Looking for a recommendation.

'02 Whip 17.8
'02 Yamaha 70 TLRA (two stroke)

Thanks, in advance.


----------



## Stevie (Jun 27, 2017)

I ran a very similar if not the same boat in POC from 2007-2011. Understand it's up for sale in the Corpus / Rockport area. Photo below. 
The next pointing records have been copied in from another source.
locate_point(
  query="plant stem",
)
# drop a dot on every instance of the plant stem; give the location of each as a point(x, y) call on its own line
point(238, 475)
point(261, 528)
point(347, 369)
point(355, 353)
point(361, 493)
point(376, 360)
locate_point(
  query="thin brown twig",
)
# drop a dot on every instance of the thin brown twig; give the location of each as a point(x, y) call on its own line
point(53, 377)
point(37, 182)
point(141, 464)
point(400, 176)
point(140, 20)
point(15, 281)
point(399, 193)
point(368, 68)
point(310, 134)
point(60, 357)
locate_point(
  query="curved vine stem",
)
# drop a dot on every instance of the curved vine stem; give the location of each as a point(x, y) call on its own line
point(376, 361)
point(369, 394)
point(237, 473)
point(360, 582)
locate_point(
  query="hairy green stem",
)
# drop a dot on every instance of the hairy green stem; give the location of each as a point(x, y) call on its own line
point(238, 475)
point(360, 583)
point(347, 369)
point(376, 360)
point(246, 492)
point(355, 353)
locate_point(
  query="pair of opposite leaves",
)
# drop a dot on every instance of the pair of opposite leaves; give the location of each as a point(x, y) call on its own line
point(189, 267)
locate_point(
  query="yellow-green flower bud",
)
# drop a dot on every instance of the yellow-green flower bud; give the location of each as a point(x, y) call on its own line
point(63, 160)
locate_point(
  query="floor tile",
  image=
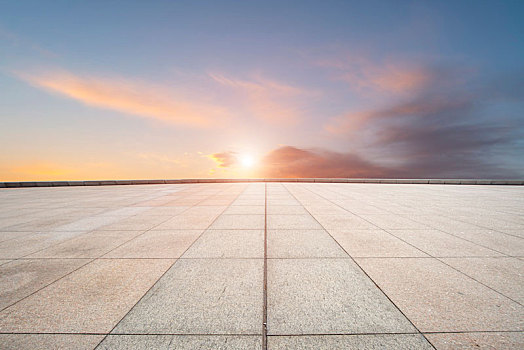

It was really a Cadillac. But, once we installed a JP, the bow sat way up, affecting poling draft and tracking... very difficult to pole into the wind. If you want, send me a PM; would be pleased to talk by phone or send you some info by email.


----------



## Stevie (Jun 27, 2017)

Hi NotTooShabby,

Just sent you a PM. I misunderstood you question. The prop which worked great for me on a 17.8 and 70 TLR was custom made by Jack Foreman. At the time they called it a Flounder Prop, because Jack made them for flounder fishermen. I don't have the specs. But, Jack Foreman will know how to prop that boat. Top speed was about 36 mph, down from 40 on a standard prop.


----------



## Stevie (Jun 27, 2017)

Congratulations on the new boat. She is a beauty!

I will change my Avatar now that I know you are the owner.


----------



## txredfly (Sep 10, 2015)

I just got a 2001 Whip 17.8 tunnel from Florida with a Yam 60 4 stroke and it does not seem to be propped right at all. A friend recommended Jack too. Good to know. Muchas Gracias.


----------



## hunterbrown (Feb 17, 2014)

I would also recommend Jack Foreman, he built an incredible prop for my mav tunnel.


----------



## not2shabby (Sep 14, 2016)

Following up on this. I got to run a new prop yesterday for the first time and love it. My old Foreman prop sold with my Ranger Phantom.

It's a PowerTech Shallow Water Wheel (SWW) with custom cup added. PT Prop number SWW3R16PYM90. Here's what I got yesterday on my GPS. Two guys (340lbs total), 12 gallons of fuel, normal gear.

30 mph @ 4800rpm
32 mph @ 5100
36 mph @ WOT

Hole shot is excellent.


----------



## DeepSouthFly (Sep 7, 2016)

is your whip a tunnel?


----------



## not2shabby (Sep 14, 2016)

DeepSouthFly said:


> is your whip a tunnel?


Not a tunnel. Does have a jackplate (not factory).

It's a light build, but does have a false floor. It was a tender early in its life. Mr. Morejohn told me it weighs less than 1,000 pounds fully rigged. I'm curious about running light - solo with 5 gallons of gas.


----------